The Americans were sometimes in discussions about arms control issues or other problems where they wanted the West Germans to follow the US and NATO line. And Genscher was reluctant to toe anybody else's line (laughing). And there were times, especially in the 1980s during the Reagan years, when Americans found that frustrating. They felt that he was leaning over too far to accommodate Soviet interests and not displaying sufficient solidarity with his partners. But thoughtful Americans realized that in the most difficult moments and on the most serious issues, Genscher was indeed a reliable partner, as West Germany was. I mentioned the example of the Euromissile crisis, but there were others during the period surrounding unification.

In my own work I encountered several examples where the Americans proposed ideas that Genscher did not like, but Genscher also proposed ideas that the Americans didn't like. And they listened to each other. And sometimes Genscher pulled back from his ideas even after he had already publicly floated them, because he was persuaded by the arguments of his partners.

You mentioned the role Genscher's biography and the fact that he hailed from East Germany played in his diplomacy. Can you elaborate on that?

I think it gave him credibility as a person who passionately believed in Western values. But it also gave him credibility as a person who emotionally empathized with people trapped by the Cold War and therefore a sense that he wanted to bridge the differences of the Cold War and humanize this conflict.

What will be the legacy of Genscher?

I think he will be remembered as a person who was both a highly skilled diplomat, but also a person who tried as a diplomat to bridge the differences of East and West. I think he will be remembered in Germany as a quintessential German character - shrewd, skilled, with a little bit of ego, but also great attention to his craft and a great sensitivity to the core values that he believed Germany needed to represent.

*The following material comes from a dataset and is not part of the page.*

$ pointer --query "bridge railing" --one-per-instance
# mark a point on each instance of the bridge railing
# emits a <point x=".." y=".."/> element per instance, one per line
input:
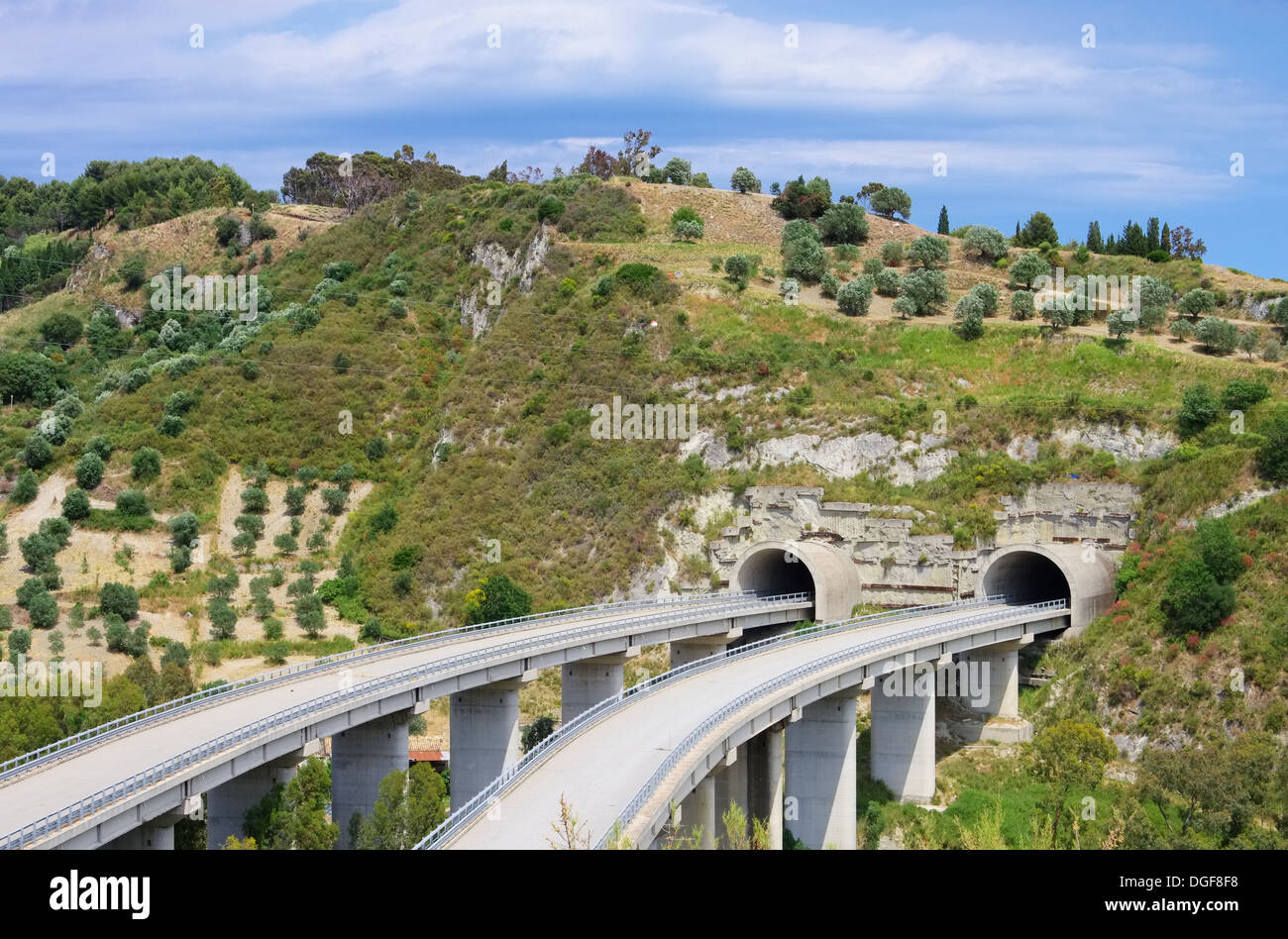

Philip Zelikow is professor of history at the University of Virginia. Earlier, he worked on German reunification as a senior National Security Council official under President George H.W. Bush. Together with Condoleezza Rice, he is the author of "Germany Unified and Europe Transformed: A Study in Statecraft" (1995). Zelikow also served as executive director of the 9/11 Commission and as the top adviser to Secretary of State Condoleezza Rice.